Troubleshooting server issues

Managing SSH host keys

Amazon will regularly reuse IP addresses for servers, which can cause conflicts with your local ssh host keys (~/.ssh/known_hosts on most systems). If you see a message like this while creating a server, you’ll know you’re affected by this:

@@@@@@@@@@@@@@@@@@@@@@@@@@@@@@@@@@@@@@@@@@@@@@@@@@@@@@@@@@@
@    WARNING: REMOTE HOST IDENTIFICATION HAS CHANGED!     @
@@@@@@@@@@@@@@@@@@@@@@@@@@@@@@@@@@@@@@@@@@@@@@@@@@@@@@@@@@@
IT IS POSSIBLE THAT SOMEONE IS DOING SOMETHING NASTY!
Someone could be eavesdropping on you right now (man-in-the-middle attack)!
It is also possible that a host key has just been changed.

If you see this message, you will need to terminate the server being created, delete the host key (for both the hostname and the IP address) from your known_hosts file, and re-create the server.

Resetting a troubled environment

If all the servers and services in an environment appear to be running properly but the web frontend or worker still isn’t functioning, one of the quickest ways to “reset” an environment is to run a deployment. Before attempting more extreme measures, you can run a deployment to get all the config files in sync and restart many of the services that make up the application, like so:

fab <environment> begin_upgrade deploy_worker deploy_web end_upgrade

Fixing Celery when it won’t stop

Celery occassionally gets into a state when it won’t stop and may be pegging the CPU. If this happens (e.g., if the deploy_worker command hangs indefinitely while stopping the Celery workers), you may need to SSH to the worker server manually and run:

sudo killall -9 celery

If this doesn’t work, you can revert to manually finding the PIDs of the stuck Celery processes in ps auxww or top and killing them with:

sudo kill -9 <PID>

After doing this, be sure to run deploy_worker (or if it was already running, let it complete) so as to restore Celery to a running state again.

Master database goes down

If the master database goes down, manually make sure it’s permanently lost before converting a slave into the master. At this point you probably also want to enable the pretty upgrade message on all the web servers:

fab <environment> begin_upgrade

Any slave can be “promoted” to the master role via fabric, as follows:

fab <environment> promote_slave

This will tag the old master as “decommissioned” in AWS, tag the slave as the new master, and then run the Postgres command to promote a slave to the master role.
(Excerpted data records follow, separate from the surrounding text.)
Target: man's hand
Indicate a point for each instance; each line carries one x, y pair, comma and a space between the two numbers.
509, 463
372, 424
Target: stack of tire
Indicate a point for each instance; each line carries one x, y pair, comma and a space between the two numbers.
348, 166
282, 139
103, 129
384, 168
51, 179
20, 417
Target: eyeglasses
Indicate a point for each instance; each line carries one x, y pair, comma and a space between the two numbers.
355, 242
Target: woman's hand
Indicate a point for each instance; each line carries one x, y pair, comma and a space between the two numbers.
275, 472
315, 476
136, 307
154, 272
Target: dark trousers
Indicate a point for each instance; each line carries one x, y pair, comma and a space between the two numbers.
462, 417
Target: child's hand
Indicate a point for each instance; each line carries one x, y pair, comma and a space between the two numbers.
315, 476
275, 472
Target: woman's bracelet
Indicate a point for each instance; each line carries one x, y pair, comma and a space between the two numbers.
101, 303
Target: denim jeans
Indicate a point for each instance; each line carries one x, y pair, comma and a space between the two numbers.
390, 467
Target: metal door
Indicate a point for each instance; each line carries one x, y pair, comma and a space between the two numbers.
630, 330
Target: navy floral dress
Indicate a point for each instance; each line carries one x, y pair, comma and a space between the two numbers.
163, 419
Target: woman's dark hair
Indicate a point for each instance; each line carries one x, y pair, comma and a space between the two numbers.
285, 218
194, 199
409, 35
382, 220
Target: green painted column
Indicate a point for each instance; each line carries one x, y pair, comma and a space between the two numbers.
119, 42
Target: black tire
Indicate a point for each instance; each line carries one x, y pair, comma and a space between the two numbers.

After promoting a slave, you need to reconfigure all the web servers to use the new master database. The easiest way to do that is through a deployment:

fab <environment> deploy_worker deploy_web

If you had more than one slave database before promoting a slave, the additional slaves need to be reset to stream from the new master. This can be accomplished with the reset_slaves command:

fab <environment> reset_slaves

Once complete, you can disable the upgrade message and resume usage of the site:

fab <environment> end_upgrade

Slave database goes down

If a slave database goes down, first enable the pretty upgrade message on all the web servers:

fab <environment> begin_upgrade

The site can operate in a degraded state with only a master database. To do that, navigate to the AWS console and stop or re-tag the old slave server so it can no longer be discovered by Fabric. Then, run a deployment to update the local settings files on all the web servers:

fab <environment> deploy_worker deploy_web

Once complete, you can disable the upgrade message and resume usage of the site:

fab <environment> end_upgrade

Adding a new slave

If a slave database is lost (either due to promotion to the master role or because it was itself lost), it is desirable to return the application to having two or more database servers as soon as possible. To add a new slave database to the Postgres cluster, first create a new server as follows:

fab new:myproject,<environment>,db-slave,X

where X is the availability zone in which you wish to create the server (it should be created in a zone that doesn’t already have a database server, or has the fewest database servers).

Next, configure the web servers to begin using the new slave by doing a serial deployment:

fab deploy_serial:myproject,<environment>

This will take the web servers down one at a time, deploy the latest code, and update the settings file to use the newly added database server.

Slave database loses replication connection

While PostgreSQL administration is outside the scope of this guide, if you have determined that a slave database has lost the replication connection to the master database and you prefer not to simply create a new slave database server, you can re-sync the slave(s) with the master with the following command:

fab <environment> reset_slaves

Web server dies

Web servers are disposable, and are automatically recreated by via autoscaling if they become unhealthy.

Worker server dies

Worker servers are also disposable, so the easiest way to recover from one dying is simply to destroy it and create another. To destroy the instance, make sure that it’s really dead (try SSHing to it and/or rebooting it from the AWS console). If all else fails, you can terminate the instance from the console (unless you want to leave it around to troubleshoot what went wrong).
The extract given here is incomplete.